Optimising Cloudfront from a Sitecore perspective

Why use AWS Cloudfront?

Recently I’ve been doing an extensive amount of work with both AWS and Sitecore, with site performance and reliability being the main aim. What this led to is us analysing how we use Cloudfront as a CDN, and offloading as much as we can over to it. As such I thought I’d write up a few of the tips I picked up along the way, relating not just to Sitecore, but Cloudfront in general.

Generally, people use Cloudfront for serving images, although you can serve other static assets, or even serve a whole site through the platform. It allows for edge caching, which means geolocated servers, which of course means a fast website.

Have a test environment that matches your production environment

This is probably the golden rule when implementing systems like these, since you don’t want to be trying out new settings on a production instance. I’ve seen many implementations where people try to spend a bit less by not having the infrastructure of the test environments match that of production, and while obviously they don’t need to be of the same scale, the setup should be similar. This carries over to Cloudfront, where a test distribution is probably the only way to reliably test new Cloudfront behaviour settings, as well as new functionality in your webapp coexisting with Cloudfront.

Get familiar with the cache statistics page

cache-statistics-1

The cache statistics page should be your first port of call when testing or debugging your Cloudfront distribution, as it provides very useful, detailed statistics on how well your distribution is working. With time, you want to be aiming for a hitrate above 99% for your assets to maximise the efficiency of the cache. Tweaking the behaviour settings for your distribution to achieve this can be somewhat of a trial and error process, since every webapp has different requirements, but as a starting point I’d recommend leaning towards anything that improves caching, then adapting based on testing your implementation.

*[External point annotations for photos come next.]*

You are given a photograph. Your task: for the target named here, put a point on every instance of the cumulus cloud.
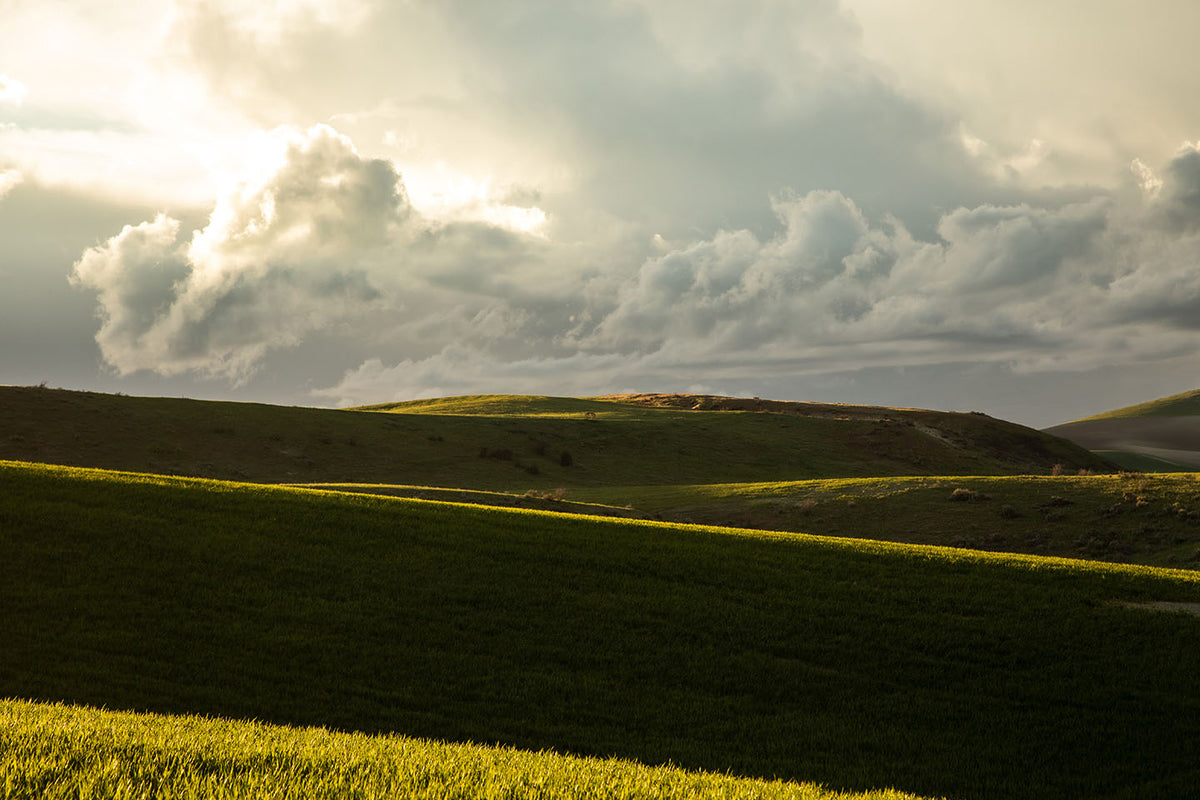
(282, 256)
(10, 179)
(1075, 286)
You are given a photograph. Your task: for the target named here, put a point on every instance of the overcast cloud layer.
(331, 203)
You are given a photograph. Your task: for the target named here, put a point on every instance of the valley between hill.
(864, 599)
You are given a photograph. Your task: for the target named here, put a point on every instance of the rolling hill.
(514, 444)
(1162, 435)
(853, 663)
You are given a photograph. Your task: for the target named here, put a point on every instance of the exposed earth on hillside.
(1171, 439)
(720, 403)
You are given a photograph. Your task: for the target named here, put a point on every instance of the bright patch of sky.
(306, 200)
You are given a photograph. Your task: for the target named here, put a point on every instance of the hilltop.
(1158, 435)
(852, 663)
(519, 443)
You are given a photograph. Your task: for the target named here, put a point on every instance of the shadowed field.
(858, 665)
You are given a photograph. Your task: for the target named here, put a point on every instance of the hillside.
(515, 444)
(857, 665)
(55, 752)
(1158, 435)
(1127, 518)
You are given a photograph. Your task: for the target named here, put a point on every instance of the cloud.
(10, 179)
(12, 91)
(282, 256)
(1177, 193)
(1075, 286)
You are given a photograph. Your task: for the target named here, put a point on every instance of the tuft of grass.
(851, 663)
(55, 752)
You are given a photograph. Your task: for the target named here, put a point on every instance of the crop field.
(852, 663)
(55, 752)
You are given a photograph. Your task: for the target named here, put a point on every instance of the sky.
(960, 205)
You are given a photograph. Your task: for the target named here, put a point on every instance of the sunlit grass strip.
(57, 751)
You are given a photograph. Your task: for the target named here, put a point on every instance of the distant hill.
(1157, 435)
(520, 443)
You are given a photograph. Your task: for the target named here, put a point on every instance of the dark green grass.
(1132, 518)
(439, 443)
(53, 752)
(857, 665)
(1182, 404)
(1140, 462)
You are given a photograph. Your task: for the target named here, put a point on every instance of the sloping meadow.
(857, 665)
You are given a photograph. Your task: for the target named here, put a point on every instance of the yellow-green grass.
(543, 500)
(1182, 404)
(851, 663)
(52, 752)
(1133, 518)
(508, 444)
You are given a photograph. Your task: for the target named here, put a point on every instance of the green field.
(1131, 518)
(54, 752)
(1182, 404)
(852, 663)
(513, 444)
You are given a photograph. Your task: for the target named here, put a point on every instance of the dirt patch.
(1138, 434)
(719, 403)
(1165, 606)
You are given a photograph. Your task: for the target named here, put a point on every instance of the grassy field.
(852, 663)
(510, 444)
(1131, 518)
(1182, 404)
(55, 752)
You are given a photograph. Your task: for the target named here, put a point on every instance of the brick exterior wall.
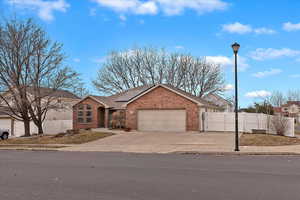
(95, 118)
(161, 98)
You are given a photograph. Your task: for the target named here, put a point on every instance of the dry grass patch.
(80, 138)
(267, 140)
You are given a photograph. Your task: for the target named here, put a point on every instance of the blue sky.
(268, 32)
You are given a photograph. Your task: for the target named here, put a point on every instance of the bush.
(118, 119)
(280, 124)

Here are some example settings from one of our projects, however you will need to tweak things based on your specific needs.

cache-settings-1

cache-settings-2

Another neat little trick you can do is to set the header in the Chrome dev tools to show on network requests, so you can get a nice overview of your assets and what is and isn’t hitting Cloudfront.

This is done by simply right clicking on the column names in the network tab, selecting “Manage Header Columns…” and adding a custom column called “x-cache” which is the header that Cloudfront returns.

cache-header-1

Once you’ve done this you should be able to see which assets are and are not hitting Cloudfront. Bear in mind however this is just from your machine, and should be taken with a pinch of salt; people in other parts of the world or with different setups or request headers could have a totally different experience.

cache-header-2

Offload everything you can

This one might be obvious but you want to be offloading everything you can to the CDN, not just images. If you can offload scripts, styles and fonts, then you should. You can even take it further and offload api endpoints if the data is unlikely to change. One setting we use is that we cache based on query string; this lets us bust the cache for new deployments of the site, as we have version query strings for our static assets. Caching based on query string also means that your images can pass through height and width parameters, or any custom image parameters you might have, caching the end result flawlessly.

A common gotcha for fonts is CORS, as since you most likely will be serving your static assets from another domain, CORS will block them without the correct configuration. We got around this by allowing for GET, HEAD and OPTIONS methods, as well as passing through the “Access-Control-Allow-Origin” header. Bear in mind this will also require a bit of work on your webapp, to pass through the relevant header. More information on this can be found in this stack overflow post here.

Sitecore of course has its own HTML caching functionality and you should lean on this heavily for pages instead of using Cloudfront, as otherwise functionality such as A/B testing, personalization and even publishing won’t work correctly. But aside from this, practically everything is fair game.

The Sitecore Changes

The Sitecore configuration changes are actually relatively simple, although if you’re using any computed fields or link generation outside of the standard out of the box functionality, it can get a little complicated. Assuming you’re just looking at the default, the main point of integration is that of the MediaProvider. You’ll need a configuration such as the following:

Then that provider should extend the default MediaProvider, and override GetMediaUrl with your own implementation. This is so we can make sure that modifications and new versions of the image pull through. There’s a nice implementation from the incredibly knowledgeable JammyKam here, as well as a lot of really useful tips for Cloudfront’s Azure counterpart.

An alternative approach would be to hash the image and use that as a query string, but when looking into this bear in mind this is different from the current hash that Sitecore puts in the request query string, which is described here. and worth thinking about if you have any issues with resizing.

With this in place, you should see your images in preview be using the new CDN url you’ve specified, though note in the example above, the role definition requires the role of content delivery, which I’d recommend to make sure there isn’t any crazy experience editor issues.